Namlea – Dalam upaya mencegah penyebaran Penyakit Hewan Menular Strategis (PHMS), Petugas Karantina pada Satuan Pelayanan Pelabuhan Laut Namlea melaksanakan pengawasan dan pemeriksaan terhadap 89 ekor kerbau yang akan dilalulintaskan menuju Kabupaten Jeneponto, Sulawesi Selatan, menggunakan Kapal KLM Arumi Indah, Jumat (29/05/2016).
Pemeriksaan dilakukan untuk memastikan seluruh kerbau dalam kondisi sehat, bebas dari gejala penyakit hewan menular, serta telah memenuhi persyaratan karantina yang berlaku sebelum diberangkatkan. Selain pemeriksaan fisik dan verifikasi dokumen kesehatan hewan, petugas juga melakukan tindakan biosekuriti berupa penyemprotan disinfektan terhadap kerbau serta alat angkut yang digunakan guna meminimalkan risiko penyebaran agen penyakit selama proses pengangkutan.
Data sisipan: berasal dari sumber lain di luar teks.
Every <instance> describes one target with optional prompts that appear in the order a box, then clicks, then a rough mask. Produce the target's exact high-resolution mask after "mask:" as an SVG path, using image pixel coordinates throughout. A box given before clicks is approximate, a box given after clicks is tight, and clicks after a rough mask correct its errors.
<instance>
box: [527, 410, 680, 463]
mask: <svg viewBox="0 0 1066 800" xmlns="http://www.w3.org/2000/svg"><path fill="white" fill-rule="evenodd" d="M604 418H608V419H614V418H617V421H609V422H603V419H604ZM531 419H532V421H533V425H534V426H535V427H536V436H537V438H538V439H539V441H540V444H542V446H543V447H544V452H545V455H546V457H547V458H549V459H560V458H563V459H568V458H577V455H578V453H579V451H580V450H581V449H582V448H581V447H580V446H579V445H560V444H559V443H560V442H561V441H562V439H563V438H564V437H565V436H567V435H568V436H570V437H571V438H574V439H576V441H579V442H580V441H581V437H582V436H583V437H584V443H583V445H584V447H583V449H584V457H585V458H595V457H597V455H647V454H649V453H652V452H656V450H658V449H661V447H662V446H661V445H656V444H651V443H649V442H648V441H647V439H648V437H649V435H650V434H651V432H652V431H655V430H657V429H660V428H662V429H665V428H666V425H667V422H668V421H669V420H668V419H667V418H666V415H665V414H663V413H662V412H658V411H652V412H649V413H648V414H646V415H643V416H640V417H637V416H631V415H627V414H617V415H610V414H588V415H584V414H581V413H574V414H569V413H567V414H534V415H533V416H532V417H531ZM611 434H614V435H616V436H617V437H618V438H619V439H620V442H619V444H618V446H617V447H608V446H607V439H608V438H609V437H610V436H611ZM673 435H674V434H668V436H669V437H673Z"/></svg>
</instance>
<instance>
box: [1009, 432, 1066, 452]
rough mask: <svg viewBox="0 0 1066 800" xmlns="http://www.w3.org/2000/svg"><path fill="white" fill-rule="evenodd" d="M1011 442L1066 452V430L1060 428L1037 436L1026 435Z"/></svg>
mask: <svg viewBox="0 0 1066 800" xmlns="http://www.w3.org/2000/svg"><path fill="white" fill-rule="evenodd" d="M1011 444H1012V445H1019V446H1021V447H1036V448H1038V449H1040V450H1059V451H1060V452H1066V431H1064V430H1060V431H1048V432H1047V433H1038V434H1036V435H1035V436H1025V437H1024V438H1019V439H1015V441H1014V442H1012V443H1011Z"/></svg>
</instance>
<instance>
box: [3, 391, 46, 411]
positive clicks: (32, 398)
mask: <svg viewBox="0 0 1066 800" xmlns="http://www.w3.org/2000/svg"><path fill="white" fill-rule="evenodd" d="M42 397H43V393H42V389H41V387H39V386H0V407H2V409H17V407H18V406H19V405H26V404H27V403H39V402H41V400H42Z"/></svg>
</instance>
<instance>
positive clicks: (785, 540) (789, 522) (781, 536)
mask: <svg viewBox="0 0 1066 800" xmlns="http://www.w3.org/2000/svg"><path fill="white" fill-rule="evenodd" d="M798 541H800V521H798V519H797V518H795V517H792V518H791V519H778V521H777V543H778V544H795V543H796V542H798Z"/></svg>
Penerapan tindakan disinfeksi ini menjadi bagian penting dalam rangkaian pengawasan karantina untuk menjaga kesehatan hewan, menjamin keamanan lalu lintas ternak antarwilayah, serta melindungi daerah tujuan dari ancaman masuk dan tersebarnya penyakit hewan menular.
Melalui kegiatan ini, Karantina Maluku terus berkomitmen memberikan perlindungan maksimal terhadap sumber daya hewan sekaligus mendukung kelancaran distribusi ternak yang aman, sehat, dan sesuai dengan ketentuan yang berlaku.